While markets (and companies) are generally valued based off quantitative metrics, that is not always the case. For instance, sometimes it is social mood and individuals impulsively revaluing stocks, because of cues from people around them, that drives both the markets and the economy as a whole. This concept is called socionomics (also known as social economics) and is a relatively unconventional philosophy which claims that economics, leaders, and policies do not always create social mood, but instead, are an expression of it.
Many find socionomics interesting to consider because it directly challenges what we know about mainstream economic theories. For example, traditional economists tend to believe that specific events shape social mood and it is reflected through moves in the financial markets. Therefore, rising markets would make investors optimistic while crashing markets would do the opposite. Conversely, according to socionomics, it is the mood of the investors that determines the economic cycle — causing rises and crashes. As such, the underlying belief is that the optimistic investors cause the markets to rise while pessimists cause it to crash. Further yet, under these assumptions, major stock market activities (booms and busts) happen despite the actions by world leaders, bulge bracket banks, policy makers, or politicians. Thus, if you want to understand the changes in politics and markets you can look towards trends in social moods even though mainstream theory suggests that they both dictate moods rather than being a byproduct of them. Consequently, this means that politicians are behind the curve and election outcomes do not offer a reliable basis for predicting stock market movement. Meanwhile, the stock market does tend to anticipate election outcomes.

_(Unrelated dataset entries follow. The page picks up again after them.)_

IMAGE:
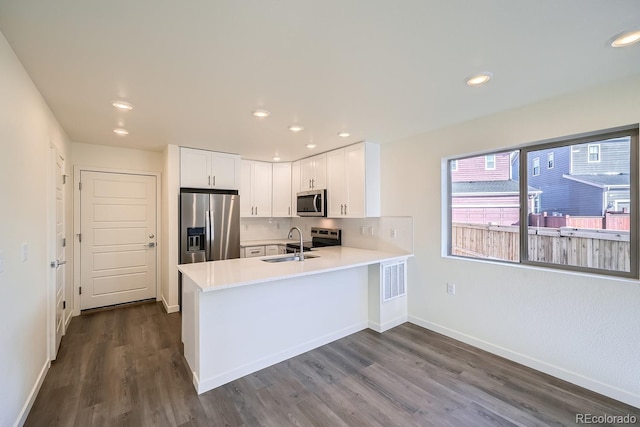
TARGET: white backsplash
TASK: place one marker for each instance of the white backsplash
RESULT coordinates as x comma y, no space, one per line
264,228
384,233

Beyond just the ideology, there are real world applications of socionomic theory. For instance, in the eyes of a socionomic thinker, the 2007-2008 financial crisis was not merely caused by an overflow of cheap money and unregulated lending practice, but rather by a sudden change in mood in The United States. Similarly, while many conservative leaning individuals give President Ronald Reagan (and his policies) credit for the bull market of the 80’s, and liberal leaning people give credit to President Franklin Roosevelt for the economic recovery of the 30’s — socionomics would suggest that those two events happened as part of the natural economic cycle.
Although at this point you might be thinking that socionomics contradicts everything you have ever learned about traditional economics, there is some common ground between the two. For example, there is little debate as to whether financial markets can be driven by large scale waves of optimism or pessimism. Moreover, while some economists find socionomic ideas to be outlandish, modern behavioral economics and behavioral finance do agree that investors do not make perfectly rational decisions. This means that decisions are often made based off feeling (mood) rather than rational thinking. Ultimately, this leaves a significant hole in efficient market hypothesis. Additionally, we know that people are often influenced by emotion and various biases. Accordingly, dramatic rallies and sudden-sell offs show that there is a tendency for people to “follow the herd” rather than independently thinking for themselves.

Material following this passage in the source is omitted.